Coup d’envoi d’une traversée au long cours sur les femmes* dans l’espace public : durant une année, nous allons cheminer sur ce fil rouge, faire écho aux grands rendez-vous féministes qui rythment l’année en proposant des contenus multimédias. Notre itinéraire culminera en 2022 lors de la vingtième édition du festival avec un état des lieux passionnant.

La conquête et la requalification de l’espace public par les femmes* et par les minorités de genre sont devenues des exigences impérieuses. La rue, les parcs, les agoras citadines ou virtuelles constituent des lieux où s’inscrivent autant le pouvoir que le partage démocratique de ce dernier, des lieux dont les femmes* veulent s’emparer pour ne plus y être déconsidérées.

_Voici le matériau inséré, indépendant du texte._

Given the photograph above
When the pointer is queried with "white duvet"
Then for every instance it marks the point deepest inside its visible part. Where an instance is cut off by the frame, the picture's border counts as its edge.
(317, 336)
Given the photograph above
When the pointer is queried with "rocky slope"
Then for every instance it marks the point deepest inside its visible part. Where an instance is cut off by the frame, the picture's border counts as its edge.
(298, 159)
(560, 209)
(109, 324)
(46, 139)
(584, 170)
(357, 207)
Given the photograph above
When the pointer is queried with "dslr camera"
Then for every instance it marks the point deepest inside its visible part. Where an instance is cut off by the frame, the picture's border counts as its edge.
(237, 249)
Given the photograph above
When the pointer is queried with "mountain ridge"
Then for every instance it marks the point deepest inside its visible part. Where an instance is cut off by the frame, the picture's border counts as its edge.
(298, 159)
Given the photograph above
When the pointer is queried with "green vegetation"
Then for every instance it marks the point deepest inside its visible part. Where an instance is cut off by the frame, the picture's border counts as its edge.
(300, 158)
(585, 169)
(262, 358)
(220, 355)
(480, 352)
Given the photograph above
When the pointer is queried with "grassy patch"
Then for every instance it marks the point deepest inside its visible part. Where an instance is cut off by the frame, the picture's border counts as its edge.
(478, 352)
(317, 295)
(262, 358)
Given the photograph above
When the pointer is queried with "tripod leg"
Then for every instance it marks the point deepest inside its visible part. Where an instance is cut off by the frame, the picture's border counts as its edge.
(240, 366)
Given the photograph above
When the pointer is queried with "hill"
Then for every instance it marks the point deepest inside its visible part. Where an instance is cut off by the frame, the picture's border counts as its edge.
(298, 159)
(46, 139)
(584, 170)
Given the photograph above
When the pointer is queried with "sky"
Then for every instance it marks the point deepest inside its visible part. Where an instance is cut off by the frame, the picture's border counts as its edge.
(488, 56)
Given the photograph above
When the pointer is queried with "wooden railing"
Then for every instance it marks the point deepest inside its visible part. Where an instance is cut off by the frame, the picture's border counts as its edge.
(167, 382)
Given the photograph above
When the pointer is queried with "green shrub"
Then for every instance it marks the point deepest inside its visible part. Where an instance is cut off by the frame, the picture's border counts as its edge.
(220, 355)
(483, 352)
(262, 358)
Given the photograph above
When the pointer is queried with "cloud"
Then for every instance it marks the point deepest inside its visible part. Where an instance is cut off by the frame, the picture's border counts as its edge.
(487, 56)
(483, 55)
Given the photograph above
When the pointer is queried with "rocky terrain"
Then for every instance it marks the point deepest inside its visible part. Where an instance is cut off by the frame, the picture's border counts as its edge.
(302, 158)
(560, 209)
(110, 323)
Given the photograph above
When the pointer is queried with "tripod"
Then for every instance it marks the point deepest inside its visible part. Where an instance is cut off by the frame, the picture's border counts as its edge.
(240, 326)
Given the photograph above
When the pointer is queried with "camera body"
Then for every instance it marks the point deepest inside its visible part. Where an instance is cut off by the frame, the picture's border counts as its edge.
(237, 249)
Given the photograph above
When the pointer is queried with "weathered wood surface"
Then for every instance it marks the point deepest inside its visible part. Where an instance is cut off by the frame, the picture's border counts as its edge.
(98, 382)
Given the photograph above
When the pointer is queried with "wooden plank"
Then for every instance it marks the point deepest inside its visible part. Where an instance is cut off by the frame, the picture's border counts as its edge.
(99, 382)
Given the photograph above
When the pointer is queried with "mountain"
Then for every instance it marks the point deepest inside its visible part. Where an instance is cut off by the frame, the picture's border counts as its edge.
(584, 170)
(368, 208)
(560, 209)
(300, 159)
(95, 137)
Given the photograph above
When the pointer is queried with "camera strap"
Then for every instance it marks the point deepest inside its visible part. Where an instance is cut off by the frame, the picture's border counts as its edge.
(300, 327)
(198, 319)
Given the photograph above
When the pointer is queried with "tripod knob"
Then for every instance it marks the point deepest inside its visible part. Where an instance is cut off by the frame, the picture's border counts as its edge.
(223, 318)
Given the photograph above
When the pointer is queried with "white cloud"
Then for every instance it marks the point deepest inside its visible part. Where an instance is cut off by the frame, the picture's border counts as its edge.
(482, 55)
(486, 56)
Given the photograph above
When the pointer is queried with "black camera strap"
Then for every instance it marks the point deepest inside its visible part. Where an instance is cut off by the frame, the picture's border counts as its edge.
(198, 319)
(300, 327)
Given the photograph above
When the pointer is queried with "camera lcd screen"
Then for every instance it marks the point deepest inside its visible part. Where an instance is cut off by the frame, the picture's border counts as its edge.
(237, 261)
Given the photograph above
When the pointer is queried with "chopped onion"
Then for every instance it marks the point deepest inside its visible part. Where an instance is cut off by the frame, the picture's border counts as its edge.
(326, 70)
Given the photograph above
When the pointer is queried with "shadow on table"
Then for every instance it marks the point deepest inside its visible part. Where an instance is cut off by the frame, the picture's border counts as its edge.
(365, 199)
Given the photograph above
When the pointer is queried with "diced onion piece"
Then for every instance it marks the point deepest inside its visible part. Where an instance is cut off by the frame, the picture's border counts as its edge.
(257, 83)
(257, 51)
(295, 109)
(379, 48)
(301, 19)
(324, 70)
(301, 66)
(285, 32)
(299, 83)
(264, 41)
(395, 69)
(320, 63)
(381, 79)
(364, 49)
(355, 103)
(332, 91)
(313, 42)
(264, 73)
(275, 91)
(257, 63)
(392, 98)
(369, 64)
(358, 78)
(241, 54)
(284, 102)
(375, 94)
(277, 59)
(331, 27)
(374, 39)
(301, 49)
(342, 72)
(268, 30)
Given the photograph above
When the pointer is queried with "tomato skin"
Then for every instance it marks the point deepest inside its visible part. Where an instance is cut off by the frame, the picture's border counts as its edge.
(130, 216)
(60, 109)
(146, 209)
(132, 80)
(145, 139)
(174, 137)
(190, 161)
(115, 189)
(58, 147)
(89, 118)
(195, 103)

L’espace public n’est pas seulement le lieu d’une affirmation de l’égalité mais aussi symboliquement l’antichambre des institutions démocratiques où les femmes* doivent être représentées à parité.

Qu’ont en commun les rues de Kinshasa et de Genève, de Dakar et de Lausanne et que partagent les militantes qui s’y expriment ? Les femmes* battent partout le pavé pour porter haut et fort leurs revendications, mais le bruit de leurs pas résonne différemment que l’on soit sur les trottoirs bétonnés de Genève ou dans les venelles animées des villes africaines. Nous lançons des ponts pour souligner les parentés, les nuances et les différences qui font du sens. Nous voulons convoquer « l’ailleurs » et « l’ici », ouvrir une fenêtre sur le lointain et les problématiques internationales, mais aussi être ancré.es dans le tissu local et parler de ce qui se passe chez nous. Nous relayerons ce questionnement sur les réseaux sociaux avec La Carologie, vidéaste et étudiante en sociologie.

La première étape de notre voyage passe par Dakar et Genève, avec une fresque murale réalisée par trois artistes, une Sénégalaise et deux Genevoises. Nous nous arrêtons aussi à Kampala, en Ouganda, pour écouter Stella Nyanzi, une icône des luttes féministes qui pratique comme on le ferait d’un art martial l’irrévérence et la grossièreté.